Все мы ожидали, что Радеку хватит порядочности отказаться. Вместо этого он принял это предложение как дань уважения, полагающуюся ему по рангу. Позднее, когда я сказала ему, что почувствовала стыд и унижение в такой ситуации и считала, что проводнику следовало бы сделать ему замечание за его оскорбления, он вышел из себя и закричал: «Это вы бесчестите Советскую республику, если, как член правительства, вы согласны ехать в таких условиях! Они, возможно, хороши для других людей, но не для нас».
Через несколько дней после моей встречи с Радеком, когда я еще была больна и лежала в постели, у меня зазвонил телефон, и я услышала голос Зиновьева, который с самыми медоточивыми интонациями справлялся о моем здоровье:
– Я слышал, что вы плохо себя чувствуете, товарищ Балабанова. Я хотел бы навестить вас вместе с женой. Я также хотел бы, чтобы вы знали: Центральный комитет принял решение о том, что вы снова можете заниматься вашей работой в Коминтерне. Наверное, товарищ Троцкий уже сообщил вам об этом нашем решении.

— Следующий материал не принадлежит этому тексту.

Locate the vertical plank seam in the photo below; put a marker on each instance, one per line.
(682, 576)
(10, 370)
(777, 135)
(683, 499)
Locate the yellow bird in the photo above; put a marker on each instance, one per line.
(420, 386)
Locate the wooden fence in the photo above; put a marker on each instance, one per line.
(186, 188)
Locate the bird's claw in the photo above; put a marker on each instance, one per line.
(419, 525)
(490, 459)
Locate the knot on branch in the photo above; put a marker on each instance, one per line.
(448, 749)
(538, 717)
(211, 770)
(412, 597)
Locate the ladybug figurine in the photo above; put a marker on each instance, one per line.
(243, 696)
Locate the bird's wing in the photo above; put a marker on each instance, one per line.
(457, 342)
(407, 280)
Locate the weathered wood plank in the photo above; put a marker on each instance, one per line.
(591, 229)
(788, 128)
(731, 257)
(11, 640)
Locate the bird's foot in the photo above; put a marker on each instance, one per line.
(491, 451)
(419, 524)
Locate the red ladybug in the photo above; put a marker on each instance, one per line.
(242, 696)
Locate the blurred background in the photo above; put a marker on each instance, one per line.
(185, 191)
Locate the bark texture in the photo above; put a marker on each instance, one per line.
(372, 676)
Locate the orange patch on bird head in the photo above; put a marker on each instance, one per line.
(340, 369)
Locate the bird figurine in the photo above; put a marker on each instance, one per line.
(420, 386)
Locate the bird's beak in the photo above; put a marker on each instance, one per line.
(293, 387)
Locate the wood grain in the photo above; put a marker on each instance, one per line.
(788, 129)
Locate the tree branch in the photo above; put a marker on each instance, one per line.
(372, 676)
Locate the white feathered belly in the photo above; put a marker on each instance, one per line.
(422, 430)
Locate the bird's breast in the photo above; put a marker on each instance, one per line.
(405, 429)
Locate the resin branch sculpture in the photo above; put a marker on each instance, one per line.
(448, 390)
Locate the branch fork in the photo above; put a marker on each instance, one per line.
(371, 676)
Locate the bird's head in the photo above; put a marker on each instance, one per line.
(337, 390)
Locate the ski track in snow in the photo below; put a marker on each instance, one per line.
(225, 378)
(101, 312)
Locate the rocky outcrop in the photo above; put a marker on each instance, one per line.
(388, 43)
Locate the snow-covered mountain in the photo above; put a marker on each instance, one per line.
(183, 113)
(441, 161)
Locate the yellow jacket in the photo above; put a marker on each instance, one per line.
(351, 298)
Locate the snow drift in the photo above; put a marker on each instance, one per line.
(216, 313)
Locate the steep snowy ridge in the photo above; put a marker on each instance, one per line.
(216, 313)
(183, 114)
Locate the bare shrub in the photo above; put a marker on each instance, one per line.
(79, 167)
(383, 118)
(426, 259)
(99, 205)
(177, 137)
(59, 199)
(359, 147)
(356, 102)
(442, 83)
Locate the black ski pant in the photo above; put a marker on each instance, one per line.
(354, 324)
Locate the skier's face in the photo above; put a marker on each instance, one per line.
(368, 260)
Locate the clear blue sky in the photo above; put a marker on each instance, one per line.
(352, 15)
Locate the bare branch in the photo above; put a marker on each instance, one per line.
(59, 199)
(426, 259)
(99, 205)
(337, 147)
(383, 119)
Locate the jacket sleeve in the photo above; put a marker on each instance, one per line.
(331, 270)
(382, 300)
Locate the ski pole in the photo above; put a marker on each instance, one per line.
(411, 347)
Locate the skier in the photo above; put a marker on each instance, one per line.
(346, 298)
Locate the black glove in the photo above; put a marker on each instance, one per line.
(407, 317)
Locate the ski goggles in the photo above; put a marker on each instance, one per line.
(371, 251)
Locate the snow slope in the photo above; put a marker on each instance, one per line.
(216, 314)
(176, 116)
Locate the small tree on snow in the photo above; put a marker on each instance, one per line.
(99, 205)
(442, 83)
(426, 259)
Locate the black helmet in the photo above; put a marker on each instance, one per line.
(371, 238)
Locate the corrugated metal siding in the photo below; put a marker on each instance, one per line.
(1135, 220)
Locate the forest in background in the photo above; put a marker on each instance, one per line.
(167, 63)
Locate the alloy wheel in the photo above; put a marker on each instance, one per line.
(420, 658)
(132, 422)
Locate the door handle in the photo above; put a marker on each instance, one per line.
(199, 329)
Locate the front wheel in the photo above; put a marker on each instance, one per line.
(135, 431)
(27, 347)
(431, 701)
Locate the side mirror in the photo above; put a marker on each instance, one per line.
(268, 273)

– Заниматься своей работой! – воскликнула я. – Исполком должен объяснить мне, почему я вообще должна была ее прекратить.
Я повесила трубку, не дожидаясь его ответа. Как это характерно было для Зиновьева! Пока его окружали люди, которыми он манипулировал, он был достаточно смел, чтобы избавиться от меня. Но как только Центральный комитет почувствовал реакцию на мою отставку в других странах и перестал оказывать ему поддержку, он уже был готов смириться и даже льстить.
Когда вскоре после этого я встретилась с Троцким, я узнала чуть больше о таком резком изменении решения. Троцкий объяснил, что был сильно против моего исключения из состава Исполкома и настоятельно советовал пойти на компромисс. Он все еще настаивал на этом уже теперь, когда я сказала ему о своем отказе вновь занять свою должность.